It’s important to winterize your swamp cooler for a variety of reasons – one of which is to save you money on the maintenance. Another reason is that it extends the lifespan of your swamp cooler. Here are five steps to help you winterize your swamp cooler before the winter season is upon you.

1 – Turn off the swamp cooler’s power supply before you start to winterize it. It’s best to either disconnect the device from its power source before commencing work on it.

2 – Switch the regulator supplying the water to the cooler off. Drain the line so that it doesn’t freeze during the winter season. Draining the water can be done by unplugging the line at the swamp cooler as well as the supply valve. You want the water line to be in a sloping position so the water will drain on its own. If you want the water out faster, go to top and blow the line.

3 – Every swamp cooler as drain in its water pan. Empty the water pan out before the cold season and leave it open so that rainwater can escape during this time. After you drain the pan, it’s common to find dirt and mineral sediment in it. Completely wash it out.

In the summer, the water in the swamp cooler was evaporating, leaving behind all the sediments and minerals behind. A vacuum can be used to eliminate them from the pan. Use a hose to rinse out the cooler pan but make sure the drain is open. This ensures that all of the dirt and sediments is gone from the pan and keep it from rusting in the winter.

4 – Make sure that the cooler pads are changed – in the fall season, not spring season – before you winterize your unit. Keep in mind that the pads will have both minerals and dirt in them, building up doing the summer. To keep rusting to a minimum in the winter, have new pads installed in the swamp cooler.

5 – Be sure you have a cooler cover to keep rainwater out so that rust doesn’t occur. This will also keep the outside air from entering the building that uses the swamp cooler. A good deal of homes using home cooler have a damper, which you can open or close. The damper will keep air out of the ducts and getting into the building. If your swamp cooler doesn’t have a damper, you’ll need a cooler cover. And, you’ll also need one if the damper has been ineffective at stopping the air from coming inside.

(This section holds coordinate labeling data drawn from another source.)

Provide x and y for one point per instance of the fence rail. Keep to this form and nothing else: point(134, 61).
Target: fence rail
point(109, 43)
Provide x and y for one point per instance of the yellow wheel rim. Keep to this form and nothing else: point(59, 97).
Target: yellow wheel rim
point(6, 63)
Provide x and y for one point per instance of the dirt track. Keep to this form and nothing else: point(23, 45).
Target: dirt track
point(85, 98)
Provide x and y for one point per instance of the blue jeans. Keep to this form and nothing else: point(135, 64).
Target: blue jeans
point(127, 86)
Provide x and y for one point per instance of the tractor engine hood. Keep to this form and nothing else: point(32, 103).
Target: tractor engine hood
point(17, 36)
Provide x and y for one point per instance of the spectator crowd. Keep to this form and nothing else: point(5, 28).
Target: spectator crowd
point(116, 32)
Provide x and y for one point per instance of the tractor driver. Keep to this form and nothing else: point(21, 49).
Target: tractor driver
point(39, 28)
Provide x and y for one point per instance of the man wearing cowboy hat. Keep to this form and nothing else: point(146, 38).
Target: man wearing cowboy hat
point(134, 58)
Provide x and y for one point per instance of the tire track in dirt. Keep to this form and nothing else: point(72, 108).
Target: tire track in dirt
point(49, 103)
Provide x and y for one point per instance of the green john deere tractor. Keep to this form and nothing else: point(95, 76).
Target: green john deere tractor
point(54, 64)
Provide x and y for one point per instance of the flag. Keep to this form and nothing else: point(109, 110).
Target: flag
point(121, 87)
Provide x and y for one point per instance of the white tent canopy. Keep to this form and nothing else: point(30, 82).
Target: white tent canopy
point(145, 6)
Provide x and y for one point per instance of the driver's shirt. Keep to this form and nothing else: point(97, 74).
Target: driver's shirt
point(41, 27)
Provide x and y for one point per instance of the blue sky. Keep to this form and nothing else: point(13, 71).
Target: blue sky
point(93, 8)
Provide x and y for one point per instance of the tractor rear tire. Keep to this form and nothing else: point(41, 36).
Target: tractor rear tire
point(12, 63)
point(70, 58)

6- As an additional proactive step, you might want to consider covering the vent panel. It is located side of the cooler where the unit will blow out the airs from inside. But at the same time, it could be the cause of heat loss when the weather changes and cold air can enter through this hole.

The best way would be using the cardboard of the same size, cut out from any appliance cover box, or flat insulation material you can buy from the home repair shops. If you can access the vent cover and open from the inside, then insert the covering materials and then put the cover back on.